The interpretive choice is whether "Maine State Retirement System" in § 18-A and § 18-B is a defined statutory term referring only to the state-employee/teacher corporation (the strict reading), or a generic phrase referring to "Maine's retirement systems" collectively (the policy reading). The 1992 AG opinion took the strict reading for § 18 (deappropriation). The 1996 AG opinion took the policy reading for § 18-B (31-year amortization). The 2006 opinion sided with the strict reading for § 18-A.

Common questions

Q: What is the practical effect for a Maine judge who served as a legislator under MLRS?
A: Under the statutes as they stood in 2006, the legislator service did not count for either eligibility or benefit calculation in MJRS. The judge would still draw a separate MLRS pension based on the legislative service, but the legislative time would not be added to MJRS service.

Q: Why is this any different from a state employee who became a judge?
A: Because 4 M.R.S.A. § 1302(3)(A) explicitly authorizes the MSRS-to-MJRS transfer with both contributions and membership service. There is no parallel MLRS-to-MJRS transfer statute. Without an explicit statute, the MJRS has no authority to accept transferred service.

Q: What would the Legislature need to do to fix this?
A: Enact a statute that mirrors § 1302(3)(A) for legislator service.

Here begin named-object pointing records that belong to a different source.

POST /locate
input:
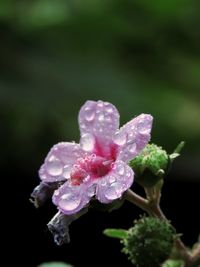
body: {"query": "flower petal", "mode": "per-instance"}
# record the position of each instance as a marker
(114, 184)
(133, 136)
(70, 199)
(97, 120)
(59, 161)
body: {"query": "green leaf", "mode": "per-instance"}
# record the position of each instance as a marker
(55, 264)
(116, 233)
(177, 151)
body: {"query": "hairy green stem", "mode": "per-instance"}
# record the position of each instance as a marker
(152, 207)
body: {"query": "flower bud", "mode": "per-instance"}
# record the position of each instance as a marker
(150, 165)
(149, 242)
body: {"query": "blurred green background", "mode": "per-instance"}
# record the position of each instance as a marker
(141, 55)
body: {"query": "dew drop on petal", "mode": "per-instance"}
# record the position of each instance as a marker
(132, 148)
(54, 168)
(91, 191)
(143, 127)
(52, 157)
(68, 202)
(112, 179)
(89, 114)
(113, 191)
(109, 109)
(120, 139)
(87, 142)
(43, 176)
(121, 170)
(66, 171)
(101, 117)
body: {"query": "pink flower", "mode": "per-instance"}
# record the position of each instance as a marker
(98, 166)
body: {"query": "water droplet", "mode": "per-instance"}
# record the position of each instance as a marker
(109, 109)
(56, 193)
(91, 191)
(120, 139)
(69, 202)
(112, 179)
(132, 148)
(54, 168)
(89, 114)
(52, 158)
(100, 103)
(43, 176)
(101, 117)
(87, 142)
(143, 127)
(113, 191)
(66, 171)
(121, 170)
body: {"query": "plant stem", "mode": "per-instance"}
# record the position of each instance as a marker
(152, 207)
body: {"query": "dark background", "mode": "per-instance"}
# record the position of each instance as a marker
(143, 56)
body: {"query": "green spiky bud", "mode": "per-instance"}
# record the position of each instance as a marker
(149, 242)
(150, 165)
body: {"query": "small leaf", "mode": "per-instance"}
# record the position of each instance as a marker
(55, 264)
(177, 151)
(116, 233)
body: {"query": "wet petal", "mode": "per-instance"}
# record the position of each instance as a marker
(113, 185)
(97, 120)
(70, 199)
(59, 161)
(133, 136)
(42, 192)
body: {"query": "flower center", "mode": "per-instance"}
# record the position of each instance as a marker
(90, 167)
(93, 166)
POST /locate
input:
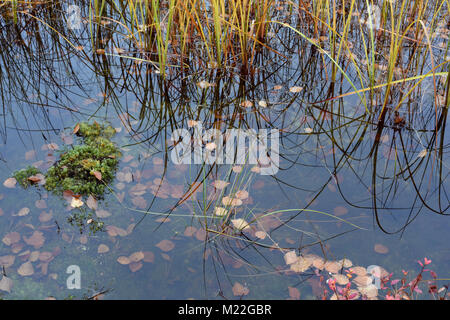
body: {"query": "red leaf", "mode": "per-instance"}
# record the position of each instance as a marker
(97, 174)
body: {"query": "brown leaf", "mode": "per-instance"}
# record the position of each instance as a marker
(10, 183)
(26, 269)
(11, 238)
(137, 256)
(76, 129)
(91, 202)
(166, 245)
(294, 293)
(102, 248)
(135, 266)
(36, 240)
(6, 284)
(97, 174)
(149, 256)
(123, 260)
(379, 248)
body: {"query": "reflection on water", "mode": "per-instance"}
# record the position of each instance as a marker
(362, 175)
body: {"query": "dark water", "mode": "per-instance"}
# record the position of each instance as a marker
(359, 184)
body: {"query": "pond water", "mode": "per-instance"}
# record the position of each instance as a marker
(360, 176)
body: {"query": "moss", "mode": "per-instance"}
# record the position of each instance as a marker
(76, 168)
(22, 176)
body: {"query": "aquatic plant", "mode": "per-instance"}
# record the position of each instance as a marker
(86, 168)
(25, 176)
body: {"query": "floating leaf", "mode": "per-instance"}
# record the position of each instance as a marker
(262, 104)
(7, 261)
(242, 194)
(295, 89)
(102, 248)
(91, 202)
(40, 204)
(135, 266)
(219, 211)
(333, 266)
(246, 104)
(301, 265)
(290, 257)
(379, 248)
(102, 213)
(11, 238)
(239, 290)
(240, 224)
(341, 279)
(165, 245)
(123, 260)
(76, 129)
(149, 256)
(422, 153)
(137, 256)
(36, 240)
(189, 231)
(97, 174)
(26, 269)
(339, 211)
(23, 212)
(76, 202)
(10, 182)
(261, 235)
(294, 293)
(234, 202)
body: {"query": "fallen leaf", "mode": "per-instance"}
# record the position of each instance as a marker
(165, 245)
(242, 194)
(149, 257)
(76, 129)
(261, 235)
(135, 266)
(23, 212)
(6, 284)
(290, 257)
(339, 211)
(219, 211)
(137, 256)
(97, 174)
(123, 260)
(36, 240)
(233, 202)
(7, 261)
(220, 184)
(11, 238)
(240, 224)
(295, 89)
(239, 290)
(294, 293)
(102, 248)
(41, 204)
(26, 269)
(91, 202)
(379, 248)
(102, 213)
(10, 182)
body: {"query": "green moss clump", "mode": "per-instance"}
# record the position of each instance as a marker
(22, 176)
(75, 170)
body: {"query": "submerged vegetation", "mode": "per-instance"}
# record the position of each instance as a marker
(87, 168)
(83, 169)
(359, 91)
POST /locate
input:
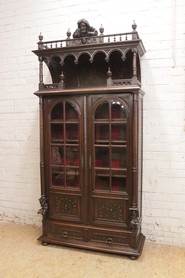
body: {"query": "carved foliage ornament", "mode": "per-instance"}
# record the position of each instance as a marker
(84, 29)
(44, 206)
(134, 219)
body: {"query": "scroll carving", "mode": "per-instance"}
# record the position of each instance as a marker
(44, 206)
(66, 206)
(134, 219)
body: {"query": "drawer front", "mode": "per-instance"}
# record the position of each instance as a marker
(64, 232)
(110, 239)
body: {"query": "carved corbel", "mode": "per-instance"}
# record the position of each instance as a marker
(44, 206)
(134, 219)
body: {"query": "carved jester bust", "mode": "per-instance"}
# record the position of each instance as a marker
(84, 29)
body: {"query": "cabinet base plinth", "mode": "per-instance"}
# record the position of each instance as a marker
(107, 247)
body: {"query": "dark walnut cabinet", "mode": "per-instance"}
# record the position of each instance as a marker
(91, 142)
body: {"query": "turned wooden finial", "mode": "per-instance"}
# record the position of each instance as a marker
(68, 34)
(61, 83)
(101, 30)
(109, 79)
(134, 26)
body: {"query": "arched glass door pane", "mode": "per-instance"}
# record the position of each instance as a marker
(65, 145)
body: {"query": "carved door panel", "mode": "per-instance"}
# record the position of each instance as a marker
(64, 152)
(109, 159)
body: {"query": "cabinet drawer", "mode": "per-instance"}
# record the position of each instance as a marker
(64, 232)
(110, 238)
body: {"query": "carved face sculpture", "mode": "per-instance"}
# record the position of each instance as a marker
(83, 28)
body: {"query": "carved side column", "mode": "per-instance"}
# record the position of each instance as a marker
(43, 199)
(134, 66)
(133, 210)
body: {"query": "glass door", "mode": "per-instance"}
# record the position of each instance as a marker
(65, 140)
(65, 148)
(110, 146)
(108, 175)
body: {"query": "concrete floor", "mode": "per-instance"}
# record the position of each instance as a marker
(21, 255)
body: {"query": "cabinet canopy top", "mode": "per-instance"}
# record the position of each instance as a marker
(86, 38)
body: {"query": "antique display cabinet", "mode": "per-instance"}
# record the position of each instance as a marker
(91, 141)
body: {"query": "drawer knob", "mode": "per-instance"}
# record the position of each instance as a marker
(65, 234)
(109, 240)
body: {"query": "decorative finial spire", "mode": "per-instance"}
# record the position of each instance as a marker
(40, 37)
(134, 26)
(68, 34)
(101, 30)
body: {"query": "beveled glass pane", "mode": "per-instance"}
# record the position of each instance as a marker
(118, 183)
(118, 132)
(118, 158)
(102, 111)
(57, 155)
(117, 110)
(102, 157)
(57, 112)
(57, 177)
(71, 112)
(102, 182)
(72, 178)
(101, 132)
(72, 156)
(72, 132)
(57, 132)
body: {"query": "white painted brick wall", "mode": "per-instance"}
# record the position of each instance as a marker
(161, 26)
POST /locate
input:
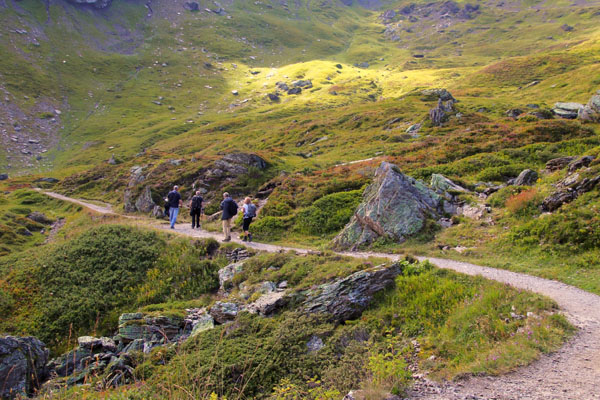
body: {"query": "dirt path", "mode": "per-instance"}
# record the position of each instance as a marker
(573, 372)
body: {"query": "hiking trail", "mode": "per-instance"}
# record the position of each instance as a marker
(572, 372)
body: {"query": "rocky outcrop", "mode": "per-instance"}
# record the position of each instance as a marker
(439, 114)
(394, 206)
(348, 297)
(563, 196)
(579, 163)
(567, 110)
(526, 178)
(223, 312)
(144, 201)
(22, 365)
(227, 273)
(95, 3)
(556, 164)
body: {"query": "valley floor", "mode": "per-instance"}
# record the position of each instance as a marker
(570, 373)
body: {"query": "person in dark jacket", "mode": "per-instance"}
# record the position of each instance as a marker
(196, 210)
(249, 214)
(229, 208)
(174, 199)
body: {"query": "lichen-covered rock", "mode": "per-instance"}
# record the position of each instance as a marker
(223, 312)
(567, 110)
(144, 202)
(348, 297)
(22, 365)
(582, 162)
(557, 164)
(441, 184)
(96, 3)
(227, 273)
(395, 206)
(268, 303)
(526, 178)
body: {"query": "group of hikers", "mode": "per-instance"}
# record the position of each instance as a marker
(229, 209)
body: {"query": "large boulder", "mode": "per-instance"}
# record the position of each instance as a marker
(591, 111)
(348, 297)
(227, 273)
(144, 202)
(567, 110)
(556, 164)
(22, 365)
(395, 206)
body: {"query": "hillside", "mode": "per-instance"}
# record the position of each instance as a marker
(463, 130)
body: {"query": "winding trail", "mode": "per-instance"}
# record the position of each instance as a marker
(573, 372)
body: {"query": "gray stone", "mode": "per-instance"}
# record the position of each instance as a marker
(314, 344)
(203, 323)
(441, 184)
(527, 177)
(567, 110)
(223, 312)
(144, 202)
(348, 297)
(580, 163)
(557, 164)
(395, 206)
(22, 365)
(268, 304)
(227, 273)
(40, 218)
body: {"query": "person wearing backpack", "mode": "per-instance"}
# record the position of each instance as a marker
(196, 209)
(174, 199)
(249, 214)
(229, 208)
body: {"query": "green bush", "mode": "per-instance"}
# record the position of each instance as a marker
(269, 228)
(329, 214)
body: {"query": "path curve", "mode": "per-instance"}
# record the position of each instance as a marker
(573, 372)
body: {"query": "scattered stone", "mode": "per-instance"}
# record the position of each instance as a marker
(394, 206)
(514, 113)
(191, 6)
(314, 344)
(346, 298)
(47, 180)
(268, 303)
(527, 177)
(22, 365)
(40, 218)
(567, 110)
(227, 273)
(580, 163)
(557, 164)
(223, 312)
(441, 185)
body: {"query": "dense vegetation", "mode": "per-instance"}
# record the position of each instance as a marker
(84, 284)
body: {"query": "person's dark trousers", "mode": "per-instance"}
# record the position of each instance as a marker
(195, 219)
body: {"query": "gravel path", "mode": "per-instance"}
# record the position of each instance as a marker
(573, 372)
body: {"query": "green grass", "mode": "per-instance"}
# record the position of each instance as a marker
(464, 322)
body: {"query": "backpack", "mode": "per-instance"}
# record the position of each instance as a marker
(232, 207)
(251, 211)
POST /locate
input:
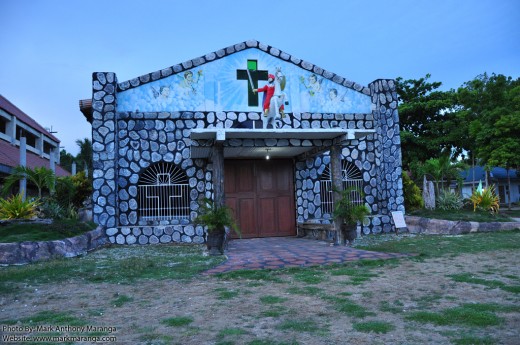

Probably the cleanest implementation would be to amend § 1302 to add an MLRS subsection paralleling the MSRS subsection.

Q: If they did, would they have to fund the new liability?
A: As a constitutional matter, the AG said probably not: § 18-A applies to MSRS only, not MJRS. As a policy matter, funding it would be prudent. The Maine Constitution does not stop the Legislature from creating an unfunded MJRS liability (according to this opinion), but the Legislature is free to fund it anyway.

Q: Are existing MJRS reserves enough to cover the new liability if it were added?
A: The opinion noted that this was a factual/actuarial question outside the AG's scope. Footnote 1 of the opinion observed that "[i]t has been suggested that current funds in the MJRS are adequate to fund this additional liability in addition to the existing liabilities of the system."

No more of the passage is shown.